The Andrew family were actively involved in business at Compstall Bridge and in Pigot's Commercial Directory of Derbyshire for 1835 there were four entries:

Curiously, there was no mention of Thomas Andrew in the directory. The family surname was commemorated by naming a short section of the main road through the village, Andrew Street, and this runs from Market Place down to the bridge over the river Etherow. The family mills are on the eastern side of this street. George, Thomas and Edward are also commemorated with nearby street names.

To begin with, waterwheels using water from the river Etherow powered the mills and about 1,200 yards above them a substantial weir was built across the river to impound water for this purpose. It was the usual practice to channel water from weirs along millraces (or mill lades) to supply waterwheels but in this instance two reservoirs were built and the northern one was constructed as a short navigable canal (Compstall Navigation) and water was supplied to the upper end of this from the Etherow. It was cut alongside the river and it terminated at a point adjoining the mills and a sluice arrangement was provided to admit water to the southern reservoir, which adjoined the mills.

It is recorded that in 1833 two steam engines were in use at the mills, each of 45 horsepower. Furthermore, by 1834 the mills were lit by coal gas lamps, the gas being produced on site. Consequently, the directory entry for 1835 emphasises that they were manufacturing with power. The family wished to make it known that their mills were then powered by steam engines. It is unclear whether the introduction of this second power source replaced water power or accompanied it.

There was an abundant supply of easily mined coal in the vicinity and in particular there was a good outcrop in Ernocroft Wood situated on the steep valley side to the south east of the Etherow. Consequently, a coal mine was established in the wood and from this a tramway was built down the valley side and across the Etherow to terminate at a coal staithe built at the side of the canal. The double-tracked tramway was in the form of a self-acting inclined plane whereby waggons loaded with coal descending the plane were used to haul empty waggons back up to the coal mine.
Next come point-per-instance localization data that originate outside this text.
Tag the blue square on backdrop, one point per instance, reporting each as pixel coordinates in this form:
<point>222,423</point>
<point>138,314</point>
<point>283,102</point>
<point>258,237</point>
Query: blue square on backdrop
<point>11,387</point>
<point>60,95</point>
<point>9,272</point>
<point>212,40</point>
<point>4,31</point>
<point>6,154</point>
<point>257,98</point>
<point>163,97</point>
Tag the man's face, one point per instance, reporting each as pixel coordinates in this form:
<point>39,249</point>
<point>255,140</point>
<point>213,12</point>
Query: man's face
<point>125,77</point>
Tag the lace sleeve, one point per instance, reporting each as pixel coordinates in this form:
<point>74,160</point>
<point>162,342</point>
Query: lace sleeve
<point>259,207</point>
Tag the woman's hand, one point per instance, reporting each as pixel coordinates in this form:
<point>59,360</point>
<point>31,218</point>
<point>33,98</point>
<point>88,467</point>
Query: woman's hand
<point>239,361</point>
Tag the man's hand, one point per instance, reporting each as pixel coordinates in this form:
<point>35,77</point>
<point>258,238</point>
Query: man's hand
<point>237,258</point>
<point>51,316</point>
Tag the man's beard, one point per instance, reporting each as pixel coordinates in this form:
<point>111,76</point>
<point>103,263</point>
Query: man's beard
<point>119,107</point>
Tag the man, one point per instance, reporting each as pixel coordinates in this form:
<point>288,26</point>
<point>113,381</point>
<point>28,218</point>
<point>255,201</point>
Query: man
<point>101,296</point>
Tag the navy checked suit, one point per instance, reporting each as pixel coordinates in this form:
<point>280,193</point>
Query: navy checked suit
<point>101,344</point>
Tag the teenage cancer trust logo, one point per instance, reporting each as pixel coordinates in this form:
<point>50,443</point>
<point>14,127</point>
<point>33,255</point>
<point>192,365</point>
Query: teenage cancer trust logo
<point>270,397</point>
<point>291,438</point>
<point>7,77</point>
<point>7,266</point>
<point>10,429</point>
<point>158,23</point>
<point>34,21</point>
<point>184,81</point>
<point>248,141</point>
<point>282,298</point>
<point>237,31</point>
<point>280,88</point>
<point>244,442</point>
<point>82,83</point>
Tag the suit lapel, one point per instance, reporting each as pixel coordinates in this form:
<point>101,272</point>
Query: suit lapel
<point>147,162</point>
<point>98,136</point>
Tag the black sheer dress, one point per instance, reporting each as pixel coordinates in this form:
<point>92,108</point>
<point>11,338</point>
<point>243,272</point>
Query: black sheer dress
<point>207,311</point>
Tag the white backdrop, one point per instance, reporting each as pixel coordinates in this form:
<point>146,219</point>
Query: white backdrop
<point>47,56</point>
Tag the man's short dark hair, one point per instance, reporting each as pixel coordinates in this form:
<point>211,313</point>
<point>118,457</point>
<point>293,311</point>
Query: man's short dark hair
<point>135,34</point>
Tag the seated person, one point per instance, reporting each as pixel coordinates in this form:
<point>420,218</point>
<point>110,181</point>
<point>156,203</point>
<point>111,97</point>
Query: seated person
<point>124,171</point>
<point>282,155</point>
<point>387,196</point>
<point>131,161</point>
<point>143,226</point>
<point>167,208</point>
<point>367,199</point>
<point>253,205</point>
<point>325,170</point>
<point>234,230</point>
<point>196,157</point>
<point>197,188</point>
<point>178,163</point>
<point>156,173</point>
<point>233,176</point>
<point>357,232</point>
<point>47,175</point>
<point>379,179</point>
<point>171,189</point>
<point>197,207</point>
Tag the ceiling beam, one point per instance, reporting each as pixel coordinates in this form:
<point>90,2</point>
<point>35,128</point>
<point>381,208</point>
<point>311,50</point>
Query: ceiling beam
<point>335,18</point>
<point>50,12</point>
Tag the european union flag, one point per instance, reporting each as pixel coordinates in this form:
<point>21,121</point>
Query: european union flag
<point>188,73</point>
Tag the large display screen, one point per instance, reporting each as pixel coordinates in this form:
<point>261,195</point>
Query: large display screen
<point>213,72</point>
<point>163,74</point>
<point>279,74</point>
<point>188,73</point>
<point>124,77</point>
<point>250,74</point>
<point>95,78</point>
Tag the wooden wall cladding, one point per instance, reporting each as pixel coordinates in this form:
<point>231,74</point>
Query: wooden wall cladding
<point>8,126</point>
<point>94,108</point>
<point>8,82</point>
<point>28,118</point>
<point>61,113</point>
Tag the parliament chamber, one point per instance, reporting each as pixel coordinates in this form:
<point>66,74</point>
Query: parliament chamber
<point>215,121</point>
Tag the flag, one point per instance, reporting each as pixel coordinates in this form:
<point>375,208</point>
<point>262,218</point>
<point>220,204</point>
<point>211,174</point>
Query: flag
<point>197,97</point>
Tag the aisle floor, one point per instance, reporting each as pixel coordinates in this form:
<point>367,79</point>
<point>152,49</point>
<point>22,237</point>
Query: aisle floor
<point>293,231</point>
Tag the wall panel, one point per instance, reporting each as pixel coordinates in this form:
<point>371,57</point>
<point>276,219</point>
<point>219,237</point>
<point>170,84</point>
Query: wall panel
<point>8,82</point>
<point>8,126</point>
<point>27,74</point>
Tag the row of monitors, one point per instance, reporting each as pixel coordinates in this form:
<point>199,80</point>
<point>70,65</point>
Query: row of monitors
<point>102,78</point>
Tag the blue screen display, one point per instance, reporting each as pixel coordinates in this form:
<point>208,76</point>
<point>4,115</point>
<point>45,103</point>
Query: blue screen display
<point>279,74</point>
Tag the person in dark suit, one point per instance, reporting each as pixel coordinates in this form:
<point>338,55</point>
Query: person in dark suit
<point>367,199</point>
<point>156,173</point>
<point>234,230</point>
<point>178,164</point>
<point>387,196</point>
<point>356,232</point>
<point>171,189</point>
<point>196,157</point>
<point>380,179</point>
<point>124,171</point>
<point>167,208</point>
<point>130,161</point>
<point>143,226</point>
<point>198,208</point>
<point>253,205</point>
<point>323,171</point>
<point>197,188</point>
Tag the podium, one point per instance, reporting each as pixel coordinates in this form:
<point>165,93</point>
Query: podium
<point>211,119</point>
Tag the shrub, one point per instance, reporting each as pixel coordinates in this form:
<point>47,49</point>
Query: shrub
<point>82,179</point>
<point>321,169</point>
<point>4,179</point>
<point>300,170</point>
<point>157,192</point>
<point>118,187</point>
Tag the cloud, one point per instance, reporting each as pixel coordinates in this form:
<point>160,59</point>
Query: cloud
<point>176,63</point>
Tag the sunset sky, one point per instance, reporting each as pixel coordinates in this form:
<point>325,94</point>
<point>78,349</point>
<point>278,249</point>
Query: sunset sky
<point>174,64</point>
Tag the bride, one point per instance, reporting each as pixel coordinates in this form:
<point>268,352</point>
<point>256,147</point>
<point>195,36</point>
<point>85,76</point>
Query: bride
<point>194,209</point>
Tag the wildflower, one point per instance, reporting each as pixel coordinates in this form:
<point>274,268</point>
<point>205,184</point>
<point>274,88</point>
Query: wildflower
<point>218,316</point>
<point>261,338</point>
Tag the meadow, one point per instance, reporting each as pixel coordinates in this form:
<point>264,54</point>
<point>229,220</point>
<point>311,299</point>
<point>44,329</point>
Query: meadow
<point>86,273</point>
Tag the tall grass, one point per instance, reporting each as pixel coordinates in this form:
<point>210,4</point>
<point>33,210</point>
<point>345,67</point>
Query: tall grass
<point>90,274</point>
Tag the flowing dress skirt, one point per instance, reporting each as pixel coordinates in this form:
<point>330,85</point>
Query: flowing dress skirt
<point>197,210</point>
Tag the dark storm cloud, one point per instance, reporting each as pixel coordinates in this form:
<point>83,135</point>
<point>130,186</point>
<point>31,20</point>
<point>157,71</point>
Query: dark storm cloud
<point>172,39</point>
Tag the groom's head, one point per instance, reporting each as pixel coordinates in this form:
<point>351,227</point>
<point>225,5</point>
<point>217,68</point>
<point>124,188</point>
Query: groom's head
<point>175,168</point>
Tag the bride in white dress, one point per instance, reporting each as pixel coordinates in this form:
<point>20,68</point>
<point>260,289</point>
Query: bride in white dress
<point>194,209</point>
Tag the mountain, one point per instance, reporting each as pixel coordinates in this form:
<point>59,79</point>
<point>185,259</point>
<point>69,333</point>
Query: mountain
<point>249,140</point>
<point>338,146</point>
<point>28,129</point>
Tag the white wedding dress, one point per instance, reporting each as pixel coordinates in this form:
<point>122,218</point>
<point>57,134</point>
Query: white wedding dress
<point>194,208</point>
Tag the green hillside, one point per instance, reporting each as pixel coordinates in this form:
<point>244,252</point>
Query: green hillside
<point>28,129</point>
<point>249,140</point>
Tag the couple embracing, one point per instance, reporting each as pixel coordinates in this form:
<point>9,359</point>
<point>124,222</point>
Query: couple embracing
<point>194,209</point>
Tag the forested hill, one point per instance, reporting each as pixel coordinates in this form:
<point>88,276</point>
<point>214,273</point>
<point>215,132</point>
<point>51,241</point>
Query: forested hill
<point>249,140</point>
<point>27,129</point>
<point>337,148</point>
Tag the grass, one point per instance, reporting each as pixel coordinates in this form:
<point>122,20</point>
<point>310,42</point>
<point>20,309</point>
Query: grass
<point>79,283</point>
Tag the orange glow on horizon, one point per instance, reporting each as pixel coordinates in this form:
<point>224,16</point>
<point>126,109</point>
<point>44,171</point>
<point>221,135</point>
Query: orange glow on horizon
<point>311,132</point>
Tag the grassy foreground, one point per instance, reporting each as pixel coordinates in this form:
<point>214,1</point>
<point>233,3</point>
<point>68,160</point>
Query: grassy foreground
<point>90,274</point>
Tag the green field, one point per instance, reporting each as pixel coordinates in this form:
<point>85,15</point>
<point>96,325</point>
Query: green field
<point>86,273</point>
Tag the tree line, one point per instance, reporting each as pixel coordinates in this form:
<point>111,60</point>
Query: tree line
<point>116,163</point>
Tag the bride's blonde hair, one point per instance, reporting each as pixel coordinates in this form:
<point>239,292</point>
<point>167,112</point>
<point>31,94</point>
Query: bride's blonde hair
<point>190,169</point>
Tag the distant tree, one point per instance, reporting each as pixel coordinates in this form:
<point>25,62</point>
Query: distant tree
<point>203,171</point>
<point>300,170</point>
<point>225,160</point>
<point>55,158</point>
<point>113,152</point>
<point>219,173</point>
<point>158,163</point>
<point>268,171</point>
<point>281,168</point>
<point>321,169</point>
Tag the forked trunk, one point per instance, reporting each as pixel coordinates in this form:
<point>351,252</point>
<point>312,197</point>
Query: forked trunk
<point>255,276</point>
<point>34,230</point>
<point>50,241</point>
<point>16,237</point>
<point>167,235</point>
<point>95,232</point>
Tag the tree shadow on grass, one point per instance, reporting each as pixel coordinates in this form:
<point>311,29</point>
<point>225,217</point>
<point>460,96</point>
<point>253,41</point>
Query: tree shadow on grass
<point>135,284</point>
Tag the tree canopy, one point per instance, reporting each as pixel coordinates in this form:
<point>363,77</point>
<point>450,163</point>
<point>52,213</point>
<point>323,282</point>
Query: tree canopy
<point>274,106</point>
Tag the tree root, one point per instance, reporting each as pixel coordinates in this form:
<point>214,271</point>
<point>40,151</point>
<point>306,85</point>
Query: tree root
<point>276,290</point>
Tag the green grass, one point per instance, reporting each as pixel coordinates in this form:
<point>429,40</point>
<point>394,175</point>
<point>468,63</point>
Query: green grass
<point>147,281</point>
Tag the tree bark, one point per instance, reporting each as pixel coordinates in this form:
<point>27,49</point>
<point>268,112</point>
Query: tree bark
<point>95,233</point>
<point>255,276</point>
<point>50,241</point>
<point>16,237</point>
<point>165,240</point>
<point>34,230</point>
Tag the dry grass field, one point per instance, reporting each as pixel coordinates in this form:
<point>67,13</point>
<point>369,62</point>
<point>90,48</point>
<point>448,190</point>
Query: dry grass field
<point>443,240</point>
The river crossing was on a wooden trestle bridge with stone abutments. The abutments were over 18 feet wide and they were battered in order to withstand earth pressure from the valley side and floods in the river. At the staithe, waggons were emptied into tub boats, which were then hauled by horses the short distance to the mills.

The tub boats were 22 feet 6½ inches long by 6 feet 5 inches wide at the gunnels and at the bottom of the hold they were 18 feet 10 inches long, the vertical sides being 3 feet 2½ inches high. They were constructed of wrought-iron plates riveted together and towing rings were attached to the gunnels. There were also four rowlocks, used for steering purposes, as there was no rudder. It is estimated that a fully laden tub boat could carry 8 tons of coal. Tub boats were hauled by horses and it is understood that they were arranged in trains of three.

In 1828, George Andrew leased the right to mine coal in Ernocroft Wood from the Duke of Norfolk who owned the Manor of Glossop of which Compstall Bridge was then part. The lease was for 20 years and it stipulated that the Duke was to be paid an annual sum amounting to ? of the selling price of the coal extracted or a minimum of £10, whichever was the greater. The accounts for the Duke's Glossop estate show that he was paid between £33 and £42 per annum from this source and it is likely that most of the coal mined in Ernocroft Wood was consumed in the mills. Nevertheless, in the 1820s and in 1835 George Andrew was listed in trade directories as a coal merchant so he was also selling coal locally.

When the lease expired in 1848 it is uncertain whether or not it was renewed but the indications are that the mine closed around this time. By the 1860s the family's mining interests seemed to have moved upriver, beyond the weir, to an area known as 'The Keg'.

It is not known with any certainty when the Compstall Navigation ceased being used as a canal, except that it was somewhere between 1848 and the 1860s. Today, the Compstall Navigation is within the Etherow Country Park which also incorporates the Compstall Nature Reserve.